I see Apple evolving products on par with TV manufacturers, car makers and other luxury goods. Nothing earth-shattering but still improving every year.
As of now I can’t think of any market that is really looking to be re-made. In 2006 I started looking at smart phones and couldn’t stand any of them and wondered when something would come along that actually did what I needed. I’d only been an Apple users for less than a year but hearing rumors they would make a phone made me wait and I was not disappointed.
Right now I am at a loss to think of what is needed to me like that was. The watch is way better than I imagined (put one off for years, now I have an Ultra). All new laptops, phones, watches and an M1 Mini plus two TVs from last year, so for once I feel up to date. Still can’t see what market is dying for innovation.
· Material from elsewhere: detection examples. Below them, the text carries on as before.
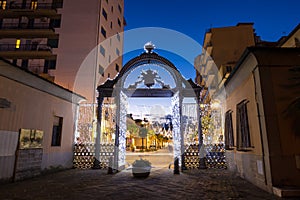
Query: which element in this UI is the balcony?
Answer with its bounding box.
[0,23,56,38]
[0,44,55,59]
[1,23,53,30]
[2,2,62,10]
[0,3,62,18]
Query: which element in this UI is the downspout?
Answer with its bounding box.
[252,65,267,185]
[92,1,103,168]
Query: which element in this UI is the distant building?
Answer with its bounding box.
[0,59,85,182]
[222,25,300,197]
[0,0,125,102]
[194,23,258,99]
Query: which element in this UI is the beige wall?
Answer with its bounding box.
[281,29,300,47]
[51,0,124,103]
[226,54,266,189]
[0,61,82,168]
[260,66,300,186]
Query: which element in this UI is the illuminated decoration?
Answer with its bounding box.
[119,91,128,166]
[144,42,155,53]
[129,69,170,89]
[16,39,21,49]
[95,43,202,170]
[172,92,183,163]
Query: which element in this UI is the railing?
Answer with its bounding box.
[0,44,51,51]
[1,3,62,10]
[1,23,52,29]
[27,65,44,74]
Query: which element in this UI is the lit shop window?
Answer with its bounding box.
[0,1,6,10]
[30,1,37,10]
[16,39,21,49]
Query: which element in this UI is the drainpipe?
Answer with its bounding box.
[252,65,267,185]
[92,1,103,168]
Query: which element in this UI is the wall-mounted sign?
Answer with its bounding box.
[0,98,11,108]
[19,129,44,149]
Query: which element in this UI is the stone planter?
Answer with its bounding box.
[132,167,151,178]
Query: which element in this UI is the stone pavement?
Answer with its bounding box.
[0,168,296,200]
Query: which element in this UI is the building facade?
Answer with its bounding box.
[0,0,125,102]
[194,23,257,98]
[0,60,85,181]
[225,47,300,196]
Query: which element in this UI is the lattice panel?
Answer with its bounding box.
[100,144,115,169]
[73,144,114,169]
[184,144,227,169]
[184,144,200,169]
[73,144,95,169]
[206,151,227,169]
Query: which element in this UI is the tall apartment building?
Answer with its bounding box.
[194,23,257,99]
[0,0,125,144]
[0,0,124,102]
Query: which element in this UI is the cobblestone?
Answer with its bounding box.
[0,168,296,200]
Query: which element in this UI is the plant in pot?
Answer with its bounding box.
[132,158,151,177]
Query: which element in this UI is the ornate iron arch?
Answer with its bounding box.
[95,43,202,173]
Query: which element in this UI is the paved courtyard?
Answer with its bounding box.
[0,164,292,200]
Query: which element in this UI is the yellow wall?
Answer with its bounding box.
[260,66,300,186]
[0,76,75,168]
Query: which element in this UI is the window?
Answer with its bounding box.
[44,60,56,69]
[51,116,63,146]
[117,33,121,41]
[101,26,106,38]
[236,100,251,150]
[21,60,28,69]
[16,39,21,49]
[116,48,120,56]
[295,38,300,47]
[47,38,58,48]
[118,18,121,27]
[52,0,63,8]
[0,1,7,10]
[30,0,37,10]
[118,5,122,13]
[100,45,105,56]
[116,64,120,72]
[102,8,107,20]
[98,65,104,76]
[49,19,61,28]
[225,110,234,149]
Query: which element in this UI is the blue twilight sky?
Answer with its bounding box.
[123,0,300,118]
[124,0,300,79]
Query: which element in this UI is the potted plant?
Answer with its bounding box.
[132,158,151,177]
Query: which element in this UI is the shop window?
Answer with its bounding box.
[30,0,37,10]
[116,64,120,72]
[118,5,122,13]
[98,65,104,76]
[101,26,106,38]
[116,48,120,56]
[16,39,21,49]
[118,18,121,27]
[0,1,7,10]
[225,110,234,150]
[236,100,251,151]
[100,45,105,57]
[51,116,63,146]
[102,8,107,20]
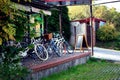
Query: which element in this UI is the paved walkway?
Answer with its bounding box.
[92,47,120,61]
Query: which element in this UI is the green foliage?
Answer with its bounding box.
[0,46,28,80]
[47,7,70,40]
[97,24,118,41]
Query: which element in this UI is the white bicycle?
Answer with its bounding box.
[13,38,48,61]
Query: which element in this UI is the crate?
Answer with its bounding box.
[44,33,53,40]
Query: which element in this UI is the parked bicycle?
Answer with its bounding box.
[7,38,48,61]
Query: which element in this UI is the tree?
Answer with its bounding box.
[47,7,70,40]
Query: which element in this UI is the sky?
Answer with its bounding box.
[95,0,120,12]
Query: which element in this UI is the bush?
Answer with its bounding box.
[97,24,118,41]
[0,46,29,80]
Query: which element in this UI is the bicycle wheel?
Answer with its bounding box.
[34,44,48,61]
[45,44,54,58]
[64,41,74,54]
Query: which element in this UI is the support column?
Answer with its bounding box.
[90,0,94,55]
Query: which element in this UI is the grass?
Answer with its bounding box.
[95,40,120,50]
[42,59,120,80]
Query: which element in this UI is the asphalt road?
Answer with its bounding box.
[92,47,120,61]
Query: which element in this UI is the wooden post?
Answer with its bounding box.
[90,0,94,55]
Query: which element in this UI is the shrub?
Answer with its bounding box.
[97,23,118,41]
[0,46,29,80]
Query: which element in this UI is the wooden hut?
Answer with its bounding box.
[70,17,106,46]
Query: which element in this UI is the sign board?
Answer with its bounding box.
[75,35,88,50]
[45,0,91,6]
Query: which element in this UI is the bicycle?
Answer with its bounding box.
[52,33,74,54]
[8,38,48,61]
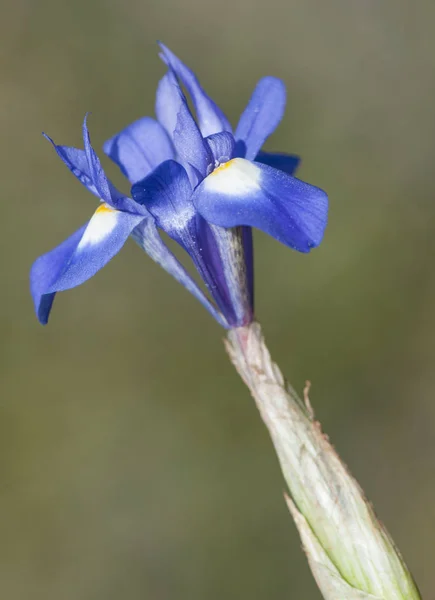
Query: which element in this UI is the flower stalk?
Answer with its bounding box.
[226,322,421,600]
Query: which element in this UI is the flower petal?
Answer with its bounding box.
[156,68,213,177]
[131,160,196,246]
[155,71,182,139]
[131,160,245,326]
[42,117,123,207]
[83,115,112,203]
[42,133,100,198]
[103,117,175,183]
[192,158,328,252]
[132,219,229,329]
[255,152,301,175]
[234,77,286,160]
[30,204,144,325]
[205,131,235,165]
[159,42,232,137]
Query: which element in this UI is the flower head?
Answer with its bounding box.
[31,44,327,328]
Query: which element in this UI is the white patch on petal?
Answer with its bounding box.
[77,203,118,250]
[203,158,261,196]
Yes, Tesla has the electric car. Not the first but the best.
NAD has the M10. Not the first but with BluOS easily the best.
ROON has audio streaming (almost) perfected. Not the first but…..
Anyhow, maybe trusted elections? Honest reporting??
Software to check political bullshit levels for our God-awful budget process?
Better medical system?
What exactly Apple can do at this point I don’t know. Keep making mostly good and reliable products until another need arises, then hope they will studying solutions.